The principals offering such enterprise products don't seem to have a standard pricing policy. Instead, they price the product or service for the specific enterprise customer based on the deal volume, the strategic importance of the deal and the indirect values that can be derived out of a specific deal. The indirect benefits could range from an increased reach to the associates of the customer, a consent to publish case study which might improve the market ranking of the product or increased revenue figures which again is used to determine the market share of the product or service.

The discounts the enterprise customers get range from 40 to even 90 percent. Large enterprises manage to negotiate and get substantial discounts on such products and services. Neither the principals nor the resellers can expect any margin out of such deals, but look for indirect benefits. This could potentially lead to a situation, where the principals don't see the intended indirect benefits being realized, they tend to take a 'no-frills' approach and thus not actively contributing towards the business goals of the customer.

This kind of pricing approach also result in the smaller businesses end up compensating the benefits that the larger enterprises get. That is, the discounts that the large enterprises get is out of the gains that the principals and resellers make out of deals with smaller business entities. This is in a way like taxing the poor for the benefit of the rich and could very well be termed as corporate corruption.

Knowing this, customers try their best to engage into a hard negotiation and get the maximum discount. When it is good to get the price advantage, are they aware of the hidden perils that could get in their way?

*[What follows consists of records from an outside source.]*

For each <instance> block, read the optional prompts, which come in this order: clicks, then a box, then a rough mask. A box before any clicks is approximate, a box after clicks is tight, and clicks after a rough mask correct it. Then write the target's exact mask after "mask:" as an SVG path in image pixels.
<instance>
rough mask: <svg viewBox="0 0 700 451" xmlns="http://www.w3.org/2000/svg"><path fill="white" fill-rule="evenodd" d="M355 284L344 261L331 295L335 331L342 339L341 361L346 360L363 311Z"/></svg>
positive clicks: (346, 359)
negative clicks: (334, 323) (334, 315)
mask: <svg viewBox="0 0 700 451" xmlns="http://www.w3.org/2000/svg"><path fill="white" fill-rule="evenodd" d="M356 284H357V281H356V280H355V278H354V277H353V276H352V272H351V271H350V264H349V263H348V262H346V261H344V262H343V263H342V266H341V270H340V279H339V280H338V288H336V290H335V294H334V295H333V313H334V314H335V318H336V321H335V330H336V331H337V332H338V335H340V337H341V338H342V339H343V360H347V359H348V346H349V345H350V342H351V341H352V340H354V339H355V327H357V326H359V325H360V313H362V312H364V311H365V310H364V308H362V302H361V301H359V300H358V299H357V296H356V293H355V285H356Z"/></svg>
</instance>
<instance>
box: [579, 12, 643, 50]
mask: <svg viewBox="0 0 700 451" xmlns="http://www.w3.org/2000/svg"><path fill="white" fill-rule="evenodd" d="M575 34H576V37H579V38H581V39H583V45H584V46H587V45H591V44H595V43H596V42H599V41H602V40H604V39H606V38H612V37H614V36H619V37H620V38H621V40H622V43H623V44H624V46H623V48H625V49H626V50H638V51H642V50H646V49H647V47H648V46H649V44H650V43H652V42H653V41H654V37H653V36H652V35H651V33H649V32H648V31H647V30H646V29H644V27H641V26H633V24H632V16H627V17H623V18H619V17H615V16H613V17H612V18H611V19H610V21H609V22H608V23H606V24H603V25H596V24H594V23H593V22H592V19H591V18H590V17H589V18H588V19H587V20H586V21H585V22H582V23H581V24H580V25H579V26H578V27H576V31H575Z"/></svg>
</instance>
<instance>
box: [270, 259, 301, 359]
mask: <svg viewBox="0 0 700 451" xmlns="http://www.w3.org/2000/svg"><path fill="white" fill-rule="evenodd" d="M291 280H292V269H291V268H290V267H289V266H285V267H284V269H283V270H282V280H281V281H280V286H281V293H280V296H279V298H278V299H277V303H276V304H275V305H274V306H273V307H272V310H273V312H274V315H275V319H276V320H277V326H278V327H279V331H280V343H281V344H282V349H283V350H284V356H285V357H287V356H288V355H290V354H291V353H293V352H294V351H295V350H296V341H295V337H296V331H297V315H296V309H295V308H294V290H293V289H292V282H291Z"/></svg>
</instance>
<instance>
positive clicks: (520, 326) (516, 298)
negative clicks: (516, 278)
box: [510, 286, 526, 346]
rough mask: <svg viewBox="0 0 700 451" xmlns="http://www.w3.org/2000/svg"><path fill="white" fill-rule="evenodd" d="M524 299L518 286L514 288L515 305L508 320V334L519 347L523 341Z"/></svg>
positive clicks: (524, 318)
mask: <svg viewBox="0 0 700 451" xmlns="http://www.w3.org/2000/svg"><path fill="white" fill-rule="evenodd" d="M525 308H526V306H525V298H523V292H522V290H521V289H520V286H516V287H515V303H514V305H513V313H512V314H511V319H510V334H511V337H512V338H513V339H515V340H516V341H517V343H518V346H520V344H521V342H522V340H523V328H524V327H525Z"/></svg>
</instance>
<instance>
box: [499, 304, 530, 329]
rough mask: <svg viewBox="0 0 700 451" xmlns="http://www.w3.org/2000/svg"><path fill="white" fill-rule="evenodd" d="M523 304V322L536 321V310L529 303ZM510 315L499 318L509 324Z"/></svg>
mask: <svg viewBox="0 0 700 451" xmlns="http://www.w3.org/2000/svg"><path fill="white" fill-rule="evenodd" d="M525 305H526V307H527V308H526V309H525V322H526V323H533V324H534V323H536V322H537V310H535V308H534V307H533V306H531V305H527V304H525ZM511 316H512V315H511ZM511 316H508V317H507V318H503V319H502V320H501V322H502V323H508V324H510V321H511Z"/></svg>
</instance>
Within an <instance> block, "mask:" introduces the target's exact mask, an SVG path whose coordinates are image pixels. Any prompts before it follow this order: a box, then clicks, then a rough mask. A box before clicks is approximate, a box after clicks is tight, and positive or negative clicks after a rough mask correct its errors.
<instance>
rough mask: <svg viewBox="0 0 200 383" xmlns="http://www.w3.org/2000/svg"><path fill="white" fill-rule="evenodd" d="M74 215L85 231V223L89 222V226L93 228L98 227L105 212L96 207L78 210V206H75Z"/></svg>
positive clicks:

Here are some such things that could happen:

  • The principals are likely to cut corners to ensure that they maximise their gain out of the deal or minimize the loss out of the deal. This could mean anything like trimming down the features which were not explicitly demanded by the customer and charge the customer when such features are required by the customer.
  • Vendors take the tendency to tone down post sale service levels. This could be the reason for a contrasting experience or feedback from different customers for the same product or service.
  • Principals and / or resellers take the no-frills approach. That is customer cannot expect a 'Customer Delight' kind of offering. The principals and vendors would stick to deliver what has been committed and not a bit more.
  • Unduly longer time and efforts is lost in the process of negotiation, which can have an impact on the time to market advantages for the customer.

While the above could impact the value delivery, these should not come in way in the negotiation process and thus ending up agreeing for an unreasonably higher cost.  This is where a win-win approach is recommended. A win-win outcome is one that gets all parties more than what no agreement would have guaranteed them. Win-win agreements do no promise all sides equal or similar gains. They only promise that all sides get is an outcome that is better than their most realistic estimate of what they would have ended up with had they walked away with no agreement.